Shanghai circa 1930. “The Bund”
Photo courtesy of Emmeline Zhao

As someone who works in the business of inclusivity, I honestly feel a bit alone in terms of Asian American swing dancers. I first notices this when I garnered permission to create an AAPI (Asian American Pacific Islander) Jazz Culture board at my workplace. Though the individuals I chose to feature were fantastic, I realized that there are too few of us in number.

Some of this is cultural. My parents adamantly believe dancing can never mean more to me than a hobby. There have been shouting matches and biting comments thrown around. They scoff and genuinely think I’m just not taking life seriously enough. Maybe that’s true. I’m not serious all the time, but who wants to live a serious life all the time? To be quite frank, living would not be as vibrant without swing dance or jazz culture in my life. My parents, wonderful as they are, just don’t understand this aspect of my life very much.

Some of this is just the demographics. As hard as it is to say, swing dancing is predominantly white in the Midwest. Perhaps in other State-side regions, not so much. However, I do think this is something that needs work. If the representation of the general population is not represented in the swing population, something is wrong. Swing should be welcoming, it should be fun for all. Is that happening? Perhaps this is something we have to change.

For other AAPI dancers out there, I want you to know that our history wasn’t forgotten in jazz culture. In fact, there was a rich jazz culture in Shanghai in the 1920s and 30s. Music from the States meshed beautifully with local folk rhythms, creating a hybrid jazz I can only describe as a sort of perfection. Sometimes, wrongfully, I think we feel left out in the Revival.
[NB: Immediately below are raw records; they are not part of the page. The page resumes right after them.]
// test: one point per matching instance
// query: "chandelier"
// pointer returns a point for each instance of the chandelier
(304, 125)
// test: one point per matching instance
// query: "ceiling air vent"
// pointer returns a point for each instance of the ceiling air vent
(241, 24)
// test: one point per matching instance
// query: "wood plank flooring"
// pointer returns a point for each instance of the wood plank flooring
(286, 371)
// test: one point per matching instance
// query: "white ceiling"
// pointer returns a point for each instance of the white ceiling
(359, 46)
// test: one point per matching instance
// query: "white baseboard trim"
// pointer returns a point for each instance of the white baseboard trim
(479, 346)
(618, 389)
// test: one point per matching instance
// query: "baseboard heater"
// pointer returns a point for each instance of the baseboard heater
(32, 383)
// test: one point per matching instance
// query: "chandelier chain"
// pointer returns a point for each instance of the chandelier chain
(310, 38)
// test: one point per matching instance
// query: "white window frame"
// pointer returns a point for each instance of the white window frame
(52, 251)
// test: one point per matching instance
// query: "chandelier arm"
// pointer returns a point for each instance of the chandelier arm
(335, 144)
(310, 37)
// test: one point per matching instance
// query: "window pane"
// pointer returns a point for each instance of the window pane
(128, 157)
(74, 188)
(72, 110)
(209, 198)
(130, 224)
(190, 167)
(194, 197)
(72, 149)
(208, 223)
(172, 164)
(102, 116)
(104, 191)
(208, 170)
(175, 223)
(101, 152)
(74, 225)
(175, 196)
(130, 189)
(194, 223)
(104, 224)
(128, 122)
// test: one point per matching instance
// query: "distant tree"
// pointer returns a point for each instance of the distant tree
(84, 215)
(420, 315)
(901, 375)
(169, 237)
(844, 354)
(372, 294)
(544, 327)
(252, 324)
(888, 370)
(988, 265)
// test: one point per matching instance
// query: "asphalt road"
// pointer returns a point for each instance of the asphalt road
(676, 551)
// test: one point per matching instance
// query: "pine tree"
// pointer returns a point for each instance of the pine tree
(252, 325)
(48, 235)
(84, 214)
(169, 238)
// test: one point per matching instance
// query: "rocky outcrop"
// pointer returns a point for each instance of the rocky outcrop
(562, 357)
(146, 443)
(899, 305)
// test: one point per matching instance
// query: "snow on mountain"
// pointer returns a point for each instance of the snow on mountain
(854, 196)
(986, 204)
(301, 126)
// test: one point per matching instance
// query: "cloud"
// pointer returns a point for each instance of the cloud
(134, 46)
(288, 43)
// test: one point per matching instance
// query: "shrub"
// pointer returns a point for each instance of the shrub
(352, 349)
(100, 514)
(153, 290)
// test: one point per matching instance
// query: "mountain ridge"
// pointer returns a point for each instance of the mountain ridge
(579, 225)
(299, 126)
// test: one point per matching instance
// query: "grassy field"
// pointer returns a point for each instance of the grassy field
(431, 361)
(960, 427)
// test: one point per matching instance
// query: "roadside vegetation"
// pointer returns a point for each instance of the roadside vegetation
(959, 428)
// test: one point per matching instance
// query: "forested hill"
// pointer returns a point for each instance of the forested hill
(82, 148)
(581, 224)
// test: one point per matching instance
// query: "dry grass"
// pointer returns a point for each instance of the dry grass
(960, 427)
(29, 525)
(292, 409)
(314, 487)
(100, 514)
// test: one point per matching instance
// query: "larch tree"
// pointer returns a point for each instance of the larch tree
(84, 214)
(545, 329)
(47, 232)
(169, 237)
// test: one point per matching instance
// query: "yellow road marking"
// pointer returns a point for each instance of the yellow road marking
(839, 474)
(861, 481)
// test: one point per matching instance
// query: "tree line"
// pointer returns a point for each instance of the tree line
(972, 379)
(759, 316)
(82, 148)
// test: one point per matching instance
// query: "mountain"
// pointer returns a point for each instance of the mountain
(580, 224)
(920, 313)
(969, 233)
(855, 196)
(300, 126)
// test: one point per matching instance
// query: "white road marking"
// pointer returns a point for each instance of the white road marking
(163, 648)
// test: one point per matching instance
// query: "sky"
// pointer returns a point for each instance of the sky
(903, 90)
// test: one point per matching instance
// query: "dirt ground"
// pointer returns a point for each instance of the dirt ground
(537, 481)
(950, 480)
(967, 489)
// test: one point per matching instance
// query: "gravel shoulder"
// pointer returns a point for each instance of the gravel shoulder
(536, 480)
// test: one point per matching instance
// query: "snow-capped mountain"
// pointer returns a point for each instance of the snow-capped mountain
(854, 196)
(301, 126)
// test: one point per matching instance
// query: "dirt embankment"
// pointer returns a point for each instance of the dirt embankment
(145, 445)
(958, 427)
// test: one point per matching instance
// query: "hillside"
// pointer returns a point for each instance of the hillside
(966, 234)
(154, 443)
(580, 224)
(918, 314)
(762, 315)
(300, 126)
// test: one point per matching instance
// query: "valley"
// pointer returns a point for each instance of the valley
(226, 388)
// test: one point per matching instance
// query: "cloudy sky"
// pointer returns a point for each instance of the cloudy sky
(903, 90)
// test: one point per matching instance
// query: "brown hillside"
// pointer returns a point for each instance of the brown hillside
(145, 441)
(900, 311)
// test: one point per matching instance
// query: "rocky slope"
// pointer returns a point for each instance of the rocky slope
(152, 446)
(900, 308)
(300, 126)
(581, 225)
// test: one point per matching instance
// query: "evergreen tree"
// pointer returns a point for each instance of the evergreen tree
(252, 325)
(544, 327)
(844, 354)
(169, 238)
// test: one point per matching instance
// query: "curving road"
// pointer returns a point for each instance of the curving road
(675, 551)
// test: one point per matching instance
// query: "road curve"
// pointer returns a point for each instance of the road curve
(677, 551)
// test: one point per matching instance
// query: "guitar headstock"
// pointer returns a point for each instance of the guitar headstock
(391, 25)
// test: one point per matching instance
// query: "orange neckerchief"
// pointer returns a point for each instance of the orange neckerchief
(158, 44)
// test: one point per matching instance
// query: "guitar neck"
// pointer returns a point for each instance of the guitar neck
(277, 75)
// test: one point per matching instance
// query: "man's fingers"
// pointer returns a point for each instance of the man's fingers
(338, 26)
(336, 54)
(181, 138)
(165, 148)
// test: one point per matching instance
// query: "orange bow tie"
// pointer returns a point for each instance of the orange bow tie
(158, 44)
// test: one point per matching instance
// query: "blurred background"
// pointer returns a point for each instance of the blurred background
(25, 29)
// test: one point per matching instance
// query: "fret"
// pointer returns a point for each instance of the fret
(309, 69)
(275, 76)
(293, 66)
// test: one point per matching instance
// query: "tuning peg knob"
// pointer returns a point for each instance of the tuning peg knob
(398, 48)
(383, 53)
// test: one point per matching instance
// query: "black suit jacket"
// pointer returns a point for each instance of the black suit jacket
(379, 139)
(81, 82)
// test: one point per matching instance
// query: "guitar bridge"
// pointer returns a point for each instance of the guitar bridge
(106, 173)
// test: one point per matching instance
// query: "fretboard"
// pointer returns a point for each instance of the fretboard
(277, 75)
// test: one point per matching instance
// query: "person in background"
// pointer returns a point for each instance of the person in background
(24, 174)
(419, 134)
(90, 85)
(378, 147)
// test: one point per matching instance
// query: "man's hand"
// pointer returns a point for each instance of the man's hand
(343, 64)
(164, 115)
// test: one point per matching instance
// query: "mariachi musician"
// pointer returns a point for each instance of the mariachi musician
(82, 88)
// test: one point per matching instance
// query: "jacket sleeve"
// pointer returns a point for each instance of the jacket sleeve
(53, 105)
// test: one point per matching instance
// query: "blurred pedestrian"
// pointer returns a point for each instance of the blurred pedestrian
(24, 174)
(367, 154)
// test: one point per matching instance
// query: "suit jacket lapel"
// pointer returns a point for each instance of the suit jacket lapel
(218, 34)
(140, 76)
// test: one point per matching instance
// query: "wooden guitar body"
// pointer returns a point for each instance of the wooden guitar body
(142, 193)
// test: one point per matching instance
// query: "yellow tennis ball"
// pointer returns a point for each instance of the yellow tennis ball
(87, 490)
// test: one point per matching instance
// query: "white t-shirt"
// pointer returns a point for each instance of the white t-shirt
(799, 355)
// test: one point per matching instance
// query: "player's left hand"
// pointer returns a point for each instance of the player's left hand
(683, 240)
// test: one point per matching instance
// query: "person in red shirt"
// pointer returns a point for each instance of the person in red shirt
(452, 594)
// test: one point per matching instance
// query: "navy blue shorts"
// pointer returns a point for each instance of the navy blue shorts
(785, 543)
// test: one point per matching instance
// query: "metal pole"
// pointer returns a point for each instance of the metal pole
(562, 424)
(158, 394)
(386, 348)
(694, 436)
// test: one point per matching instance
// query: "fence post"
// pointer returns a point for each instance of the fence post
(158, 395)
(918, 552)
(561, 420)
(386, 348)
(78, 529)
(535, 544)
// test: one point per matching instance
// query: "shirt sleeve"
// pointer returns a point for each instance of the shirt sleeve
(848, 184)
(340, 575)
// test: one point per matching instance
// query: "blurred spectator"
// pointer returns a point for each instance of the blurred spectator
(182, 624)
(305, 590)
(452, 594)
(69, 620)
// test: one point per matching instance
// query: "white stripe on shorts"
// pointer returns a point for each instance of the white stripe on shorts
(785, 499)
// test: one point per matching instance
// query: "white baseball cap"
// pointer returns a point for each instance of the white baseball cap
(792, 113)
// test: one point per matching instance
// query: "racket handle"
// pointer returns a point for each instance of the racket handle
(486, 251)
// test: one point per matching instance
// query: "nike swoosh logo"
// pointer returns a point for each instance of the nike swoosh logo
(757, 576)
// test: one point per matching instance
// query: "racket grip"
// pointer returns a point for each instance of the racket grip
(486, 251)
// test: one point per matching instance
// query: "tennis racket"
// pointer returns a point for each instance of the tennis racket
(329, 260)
Know that there are huge scenes in Shanghai, Seoul, Bangkok, Hong Kong and many other Asian cities just as into swing as you are.

Maybe I’m writing this for you. But, if I’m actually really honest, I’m writing this for me. It’s an encouragement to keep dancing despite adversity from all sides, home and otherwise. It’s the push to dance just because I can, not because no one wants me to. I’m tired of being told by one group of people that I can’t dance at all to another group of people, my loved ones, who just tell me to quit. It’s not about being “not good enough” or “sidetracked” by dancing. For me, it’s about joy. I dance when I’m happy, and I often dance to get happier. I wouldn’t have it any other way. I guess you could say, it’s my way to forget about everything but the music. It’s an anti-drug.



The always fabulous Eileen Chang, author extraordinaire.

If you close your eyes, you can melt seamlessly into syncopation, where your partner pulses rhythm and your fingertips touch melodies. 

To my friends out there struggling with tough AAPI parents, I feel you. Please keep dancing for the music.